Maxfield Parrish |
Work Song Part 2 - A Vision (Epilogue)
If we will have the wisdom to survive,
to stand like slow growing trees
on a ruined place, renewing, enriching it…
then a long time after we are dead
the lives our lives prepare will live
there, their houses strongly placed
upon the valley sides…
The river will run
clear, as we will never know it…
On the steeps where greed and ignorance cut down
the old forest, an old forest will stand,
its rich leaf-fall drifting on its roots.
The veins of forgotten springs will have opened.

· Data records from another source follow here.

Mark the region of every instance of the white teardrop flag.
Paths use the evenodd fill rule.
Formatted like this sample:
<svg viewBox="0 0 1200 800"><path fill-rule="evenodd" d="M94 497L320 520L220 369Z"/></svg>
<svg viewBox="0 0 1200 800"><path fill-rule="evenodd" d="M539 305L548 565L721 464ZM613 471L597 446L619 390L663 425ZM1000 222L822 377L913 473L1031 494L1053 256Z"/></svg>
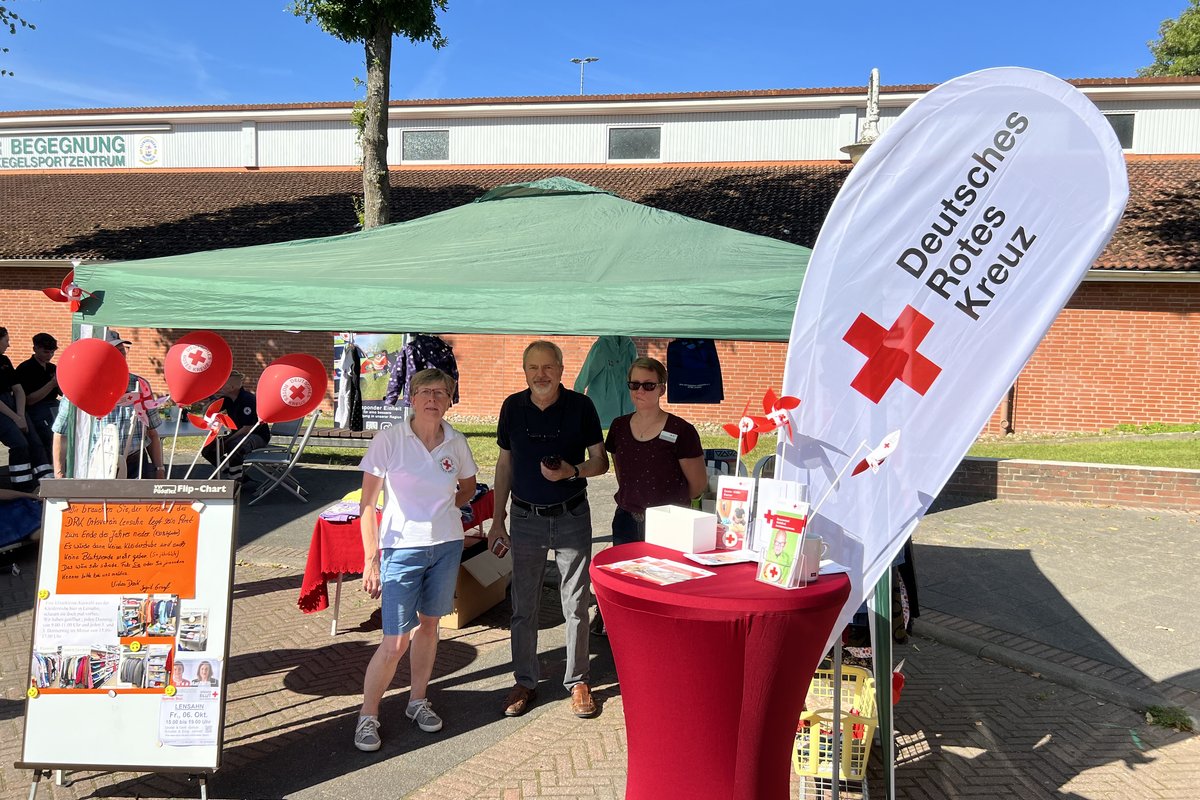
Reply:
<svg viewBox="0 0 1200 800"><path fill-rule="evenodd" d="M778 470L810 497L833 487L810 530L851 569L842 622L1104 248L1128 191L1096 106L1016 67L937 86L851 172L796 308L784 393L800 405ZM896 431L905 446L886 467L836 480Z"/></svg>

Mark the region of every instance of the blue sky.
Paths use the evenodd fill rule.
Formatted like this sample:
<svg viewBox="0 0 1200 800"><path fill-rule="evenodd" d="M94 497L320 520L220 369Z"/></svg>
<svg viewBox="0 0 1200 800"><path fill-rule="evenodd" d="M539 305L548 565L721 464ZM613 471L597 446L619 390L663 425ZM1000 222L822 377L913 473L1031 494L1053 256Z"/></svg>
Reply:
<svg viewBox="0 0 1200 800"><path fill-rule="evenodd" d="M287 0L8 0L0 110L352 101L362 48ZM392 98L932 84L991 66L1135 74L1187 0L450 0L450 44L397 41Z"/></svg>

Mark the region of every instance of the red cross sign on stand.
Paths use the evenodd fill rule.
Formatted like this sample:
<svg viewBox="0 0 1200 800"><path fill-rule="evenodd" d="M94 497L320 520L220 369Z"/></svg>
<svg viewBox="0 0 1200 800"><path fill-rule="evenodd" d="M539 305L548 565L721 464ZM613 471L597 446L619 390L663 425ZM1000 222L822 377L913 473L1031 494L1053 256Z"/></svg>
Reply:
<svg viewBox="0 0 1200 800"><path fill-rule="evenodd" d="M883 399L896 380L924 395L942 372L941 367L917 353L932 329L934 320L912 306L905 306L889 329L866 314L859 314L842 341L865 355L866 363L850 385L872 403Z"/></svg>

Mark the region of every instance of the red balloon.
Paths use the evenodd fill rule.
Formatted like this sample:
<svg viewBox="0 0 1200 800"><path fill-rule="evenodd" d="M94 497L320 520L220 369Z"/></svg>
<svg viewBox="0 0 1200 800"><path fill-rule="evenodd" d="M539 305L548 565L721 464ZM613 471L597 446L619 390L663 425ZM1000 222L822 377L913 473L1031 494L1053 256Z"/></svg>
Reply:
<svg viewBox="0 0 1200 800"><path fill-rule="evenodd" d="M316 356L293 353L280 356L258 379L256 398L263 422L299 420L325 399L329 378Z"/></svg>
<svg viewBox="0 0 1200 800"><path fill-rule="evenodd" d="M215 395L233 372L233 351L212 331L196 331L167 351L163 365L170 398L179 405Z"/></svg>
<svg viewBox="0 0 1200 800"><path fill-rule="evenodd" d="M130 385L125 356L104 339L79 339L59 357L59 389L92 416L104 416Z"/></svg>

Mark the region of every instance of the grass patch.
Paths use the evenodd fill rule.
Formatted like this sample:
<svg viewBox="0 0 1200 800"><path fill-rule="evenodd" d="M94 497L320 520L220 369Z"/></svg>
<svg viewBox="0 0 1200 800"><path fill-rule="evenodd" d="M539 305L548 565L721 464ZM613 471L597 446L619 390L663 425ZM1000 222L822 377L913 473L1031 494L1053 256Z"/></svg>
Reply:
<svg viewBox="0 0 1200 800"><path fill-rule="evenodd" d="M1088 464L1128 464L1200 469L1200 439L1123 439L1099 441L988 441L971 447L970 456L1069 461Z"/></svg>
<svg viewBox="0 0 1200 800"><path fill-rule="evenodd" d="M1146 709L1146 722L1180 733L1195 730L1190 715L1177 705L1151 705Z"/></svg>

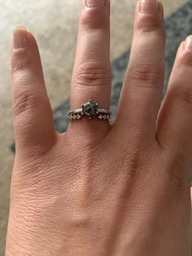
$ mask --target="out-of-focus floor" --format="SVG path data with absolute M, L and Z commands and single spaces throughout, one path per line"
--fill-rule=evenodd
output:
M 10 82 L 12 29 L 25 25 L 37 37 L 52 108 L 69 96 L 81 0 L 0 0 L 0 256 L 4 255 L 14 153 Z M 165 16 L 185 0 L 163 0 Z M 111 0 L 111 60 L 131 45 L 136 0 Z

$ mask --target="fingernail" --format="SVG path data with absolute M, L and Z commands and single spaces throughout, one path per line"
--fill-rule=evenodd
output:
M 89 7 L 102 7 L 105 5 L 105 0 L 86 0 Z
M 14 50 L 26 48 L 28 42 L 28 31 L 25 27 L 17 26 L 13 30 Z
M 186 38 L 185 43 L 186 49 L 192 50 L 192 35 Z
M 146 14 L 159 12 L 159 0 L 140 0 L 140 11 Z

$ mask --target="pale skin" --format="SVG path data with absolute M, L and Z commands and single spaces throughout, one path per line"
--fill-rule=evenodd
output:
M 99 3 L 82 1 L 71 109 L 89 99 L 110 108 L 110 2 Z M 136 7 L 112 125 L 84 117 L 56 133 L 36 40 L 24 28 L 14 30 L 7 256 L 191 255 L 192 40 L 179 46 L 160 104 L 163 5 L 146 3 L 145 12 Z

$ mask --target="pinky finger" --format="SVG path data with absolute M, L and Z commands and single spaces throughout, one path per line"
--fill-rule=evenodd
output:
M 163 148 L 192 156 L 192 37 L 177 51 L 167 95 L 159 110 L 156 137 Z

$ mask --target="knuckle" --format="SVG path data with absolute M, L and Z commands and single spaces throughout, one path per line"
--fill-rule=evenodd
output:
M 32 66 L 31 59 L 28 56 L 25 50 L 15 52 L 12 57 L 12 73 L 25 71 Z
M 81 65 L 75 72 L 72 83 L 89 86 L 103 86 L 110 85 L 111 72 L 101 65 Z
M 142 33 L 163 32 L 162 21 L 154 15 L 144 15 L 137 22 L 136 29 Z
M 15 117 L 37 108 L 40 104 L 42 104 L 42 99 L 37 93 L 21 90 L 13 102 Z
M 169 183 L 172 183 L 173 186 L 173 190 L 175 192 L 181 192 L 186 188 L 186 183 L 182 174 L 182 169 L 180 168 L 177 163 L 172 163 L 168 174 Z
M 183 157 L 178 152 L 173 152 L 169 148 L 162 159 L 162 177 L 165 177 L 165 182 L 169 189 L 174 192 L 182 192 L 189 187 L 189 180 L 186 179 L 186 170 Z
M 163 72 L 160 68 L 153 64 L 137 64 L 129 68 L 129 77 L 137 86 L 159 88 L 158 86 L 162 80 Z
M 185 86 L 179 86 L 179 88 L 173 91 L 173 97 L 175 99 L 178 99 L 189 105 L 192 105 L 192 90 L 190 87 Z
M 81 25 L 84 29 L 103 29 L 107 24 L 106 15 L 99 8 L 86 8 L 82 11 Z

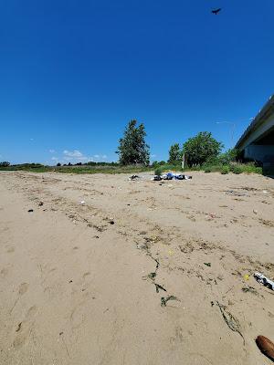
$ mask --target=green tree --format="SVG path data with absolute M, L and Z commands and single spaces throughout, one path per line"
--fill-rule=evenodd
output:
M 145 142 L 146 132 L 144 125 L 137 126 L 137 120 L 132 120 L 125 129 L 123 138 L 119 141 L 119 162 L 121 165 L 142 164 L 150 162 L 149 146 Z
M 4 161 L 3 162 L 0 162 L 0 167 L 8 167 L 10 163 L 7 161 Z
M 180 150 L 179 143 L 174 143 L 170 146 L 169 150 L 169 163 L 175 163 L 182 161 L 182 151 Z
M 216 157 L 223 148 L 223 143 L 217 141 L 208 131 L 201 131 L 195 137 L 184 143 L 183 152 L 185 153 L 187 164 L 202 165 L 208 159 Z

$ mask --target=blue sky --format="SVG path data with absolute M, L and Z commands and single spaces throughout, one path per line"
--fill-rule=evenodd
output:
M 236 141 L 273 93 L 273 0 L 1 2 L 0 161 L 115 161 L 131 119 L 152 160 L 200 130 L 229 148 L 216 122 Z

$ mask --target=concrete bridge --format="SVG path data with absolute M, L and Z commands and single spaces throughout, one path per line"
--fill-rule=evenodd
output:
M 245 160 L 260 162 L 266 173 L 274 174 L 274 95 L 247 128 L 236 148 Z

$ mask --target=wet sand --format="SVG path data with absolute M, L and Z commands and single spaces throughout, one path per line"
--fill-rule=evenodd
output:
M 0 172 L 1 364 L 271 363 L 274 180 L 140 175 Z

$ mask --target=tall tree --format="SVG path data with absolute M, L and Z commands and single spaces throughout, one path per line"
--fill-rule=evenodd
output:
M 123 138 L 119 140 L 117 153 L 121 165 L 150 163 L 149 146 L 145 142 L 146 132 L 144 125 L 137 126 L 137 120 L 132 120 L 127 125 Z
M 182 161 L 182 151 L 180 150 L 179 143 L 174 143 L 170 146 L 169 150 L 169 163 L 174 163 Z
M 203 164 L 209 158 L 216 157 L 223 147 L 223 143 L 213 138 L 210 132 L 201 131 L 184 143 L 183 152 L 185 153 L 188 165 L 192 166 Z

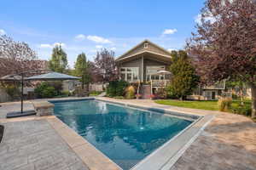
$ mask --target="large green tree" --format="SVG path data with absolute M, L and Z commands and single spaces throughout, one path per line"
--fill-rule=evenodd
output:
M 56 45 L 52 50 L 51 59 L 49 61 L 49 68 L 54 71 L 63 73 L 67 67 L 67 54 L 61 45 Z
M 191 65 L 188 54 L 183 50 L 172 52 L 172 81 L 167 88 L 168 94 L 175 98 L 183 99 L 192 94 L 199 82 L 199 76 Z
M 90 82 L 90 65 L 84 53 L 79 54 L 74 67 L 76 76 L 81 77 L 82 88 L 84 88 L 84 84 L 88 87 Z
M 224 79 L 247 83 L 255 118 L 255 0 L 207 0 L 201 12 L 201 23 L 187 45 L 198 74 L 207 83 Z

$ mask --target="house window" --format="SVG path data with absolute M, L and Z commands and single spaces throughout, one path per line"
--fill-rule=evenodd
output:
M 164 80 L 166 79 L 165 75 L 158 75 L 157 72 L 159 71 L 165 71 L 166 66 L 160 65 L 160 66 L 147 66 L 146 67 L 146 77 L 147 81 L 150 80 Z
M 138 67 L 122 67 L 121 79 L 127 82 L 137 82 Z

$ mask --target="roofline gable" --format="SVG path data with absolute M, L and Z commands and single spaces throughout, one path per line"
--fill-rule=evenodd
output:
M 132 48 L 129 49 L 127 52 L 125 52 L 125 54 L 123 54 L 122 55 L 119 56 L 115 60 L 119 60 L 120 59 L 122 59 L 125 55 L 126 55 L 127 54 L 129 54 L 130 52 L 133 51 L 134 49 L 136 49 L 137 48 L 138 48 L 139 46 L 143 45 L 143 43 L 145 42 L 148 42 L 148 43 L 151 43 L 152 45 L 154 45 L 154 47 L 160 48 L 160 50 L 163 50 L 164 52 L 166 52 L 166 54 L 169 54 L 170 56 L 171 56 L 171 53 L 169 51 L 167 51 L 166 49 L 160 47 L 159 45 L 150 42 L 149 40 L 148 39 L 145 39 L 144 41 L 141 42 L 140 43 L 138 43 L 137 45 L 136 45 L 135 47 L 133 47 Z M 148 50 L 144 50 L 144 52 L 149 52 Z M 143 51 L 142 52 L 143 53 Z M 167 55 L 164 55 L 164 54 L 159 54 L 160 55 L 163 55 L 163 56 L 167 56 Z M 128 57 L 128 56 L 127 56 Z M 126 58 L 126 57 L 125 57 Z

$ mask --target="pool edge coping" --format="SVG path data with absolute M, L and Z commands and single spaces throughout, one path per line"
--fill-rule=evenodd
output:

Families will be singing in the fields…
Memory,
native to this valley, will spread over it
like a grove, and memory will grow
into legend, legend into song, song
into sacrament. The abundance of this place,
the songs of its people and its birds,
will be health and wisdom and indwelling
light. This is no paradisal dream.
Its hardship is its reality.
Wendell Berry
from "New Collected Poems"
I read this poem for the first time the other day and it seemed like it was meant to flow naturally from the last one ("Grass", by Carl Sandburg). Continuing the slow organic reclaiming of the landscape up from the grass and into the tree-trunks and branches. That image of ourselves as rich soil and old forest for generations in the future is so reinforcing. If we can just survive our wars, our ignorance, our tragedies ( I mean this is the personal sense as well, our individual downfall and undoing) and "stand like slow growing trees", just stand, our lives will feed those around us, and those to come, layer upon layer, like the leaves feed the roots of the forest. It's an incredible image, that of the rivers running clear, new memories becoming old stories and songs, the ruined landscape recovering its health and becoming, as Dylan Thomas says ("Poem in October") "a green chapel" full of parables and mysteries and abundance. That is something to hold on to, that. That is something to help one to stand. Not without struggle, but with hope nonetheless.